Finca El Cerro, or The Hill Farm, in El Salvador’s coffee-growing zone Apaneca, Ahuachapan, has been stewarded by five generations in Fernando Leto Escobar’s ancestral line.
In 2016, Fernando, who had studied for a different career at university and had been working in a distant industry, decided to take on the leadership role at the farm from his father, the elder Don Fernando to embrace a way of life that he felt to be instinctively aligned with his values.
Since taking over, Fernando has been focused on raising the quality and value of the farms’ yields, not only as a matter of sustaining livelihoods — theirs and the community of coffee workers that depend on Finca El Cerro for regular and seasonal employment — but also as a matter of filial and civic duty while pursuing his passion for coffee.
That is, to continue his family's stake in propping up El Salvador's heritage coffee industry, whose historical prominence has been hampered by structural constraints and environmental challenges at least in the last three decades.
To help prompt a resurgence of his homeland’s stature as a recognized fine coffee exporter, Fernando, through Finca El Cerro, produces exceptional micro-lots comprised of exotic varieties — including those recognized as native to the country, like the Pacamara, alongside the foreign, like the Geisha — that are eco-consciously cultivated, selectively handpicked, and tactfully processed to achieve cup profiles that coffee lovers find irresistible and can only identify with El Salvador.

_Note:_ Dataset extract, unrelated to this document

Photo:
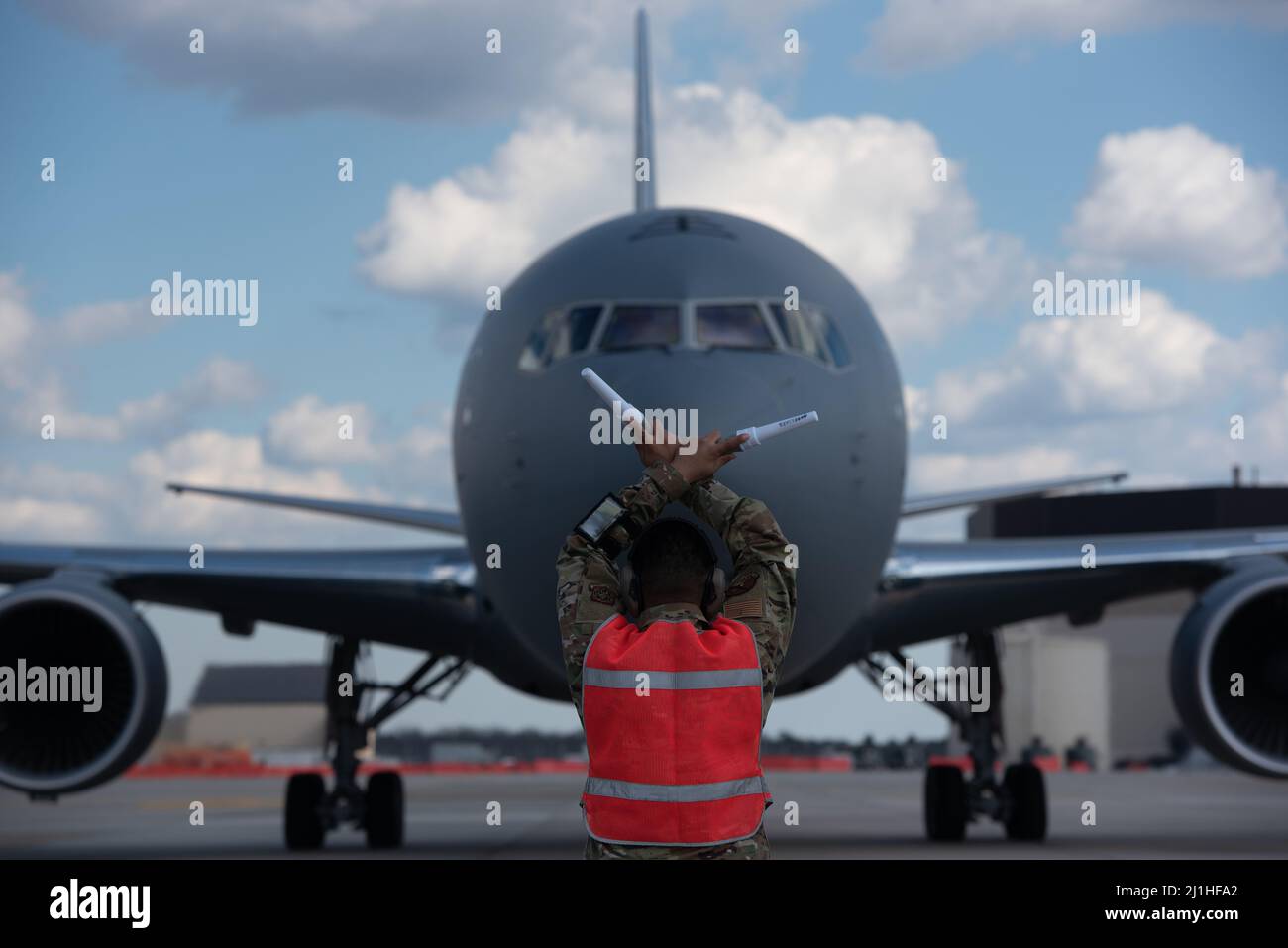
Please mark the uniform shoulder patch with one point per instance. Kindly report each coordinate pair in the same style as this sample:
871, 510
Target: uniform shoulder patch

Finca El Cerro’s higher-end specialty coffees are recognized and rewarded by specialty coffee communities across Germany, France, Italy, Belgium, China, and South Korea, with the recent addition of the UAE, as a result of Fernando’s persistent outreach to Fernando similarly motivated roasters who share his values.
As a small-medium sized farm themselves, Finca El Cerro’s contribution to uplifting their fellow coffee producers, irrespective of scale, is through proactive knowledge-sharing and hosting visits to the farm and their processing facility.
From Fernando’s standpoint, extending this generosity is merely an expression of gratitude and a means of giving back for the opportunities to learn and travel afforded to him by the seasoned producers who openly made their expertise and resources accessible to him.
At the same time, fully appreciating that the exceptional coffees Finca El Cerro is increasingly becoming known for would not be possible without the time, labor, and well-being of their community of workers, they have initiated a healthcare program for full-time employees at the farm and the mill, in collaboration with one of their partner importers, intending to expand its scope as the enterprise grows.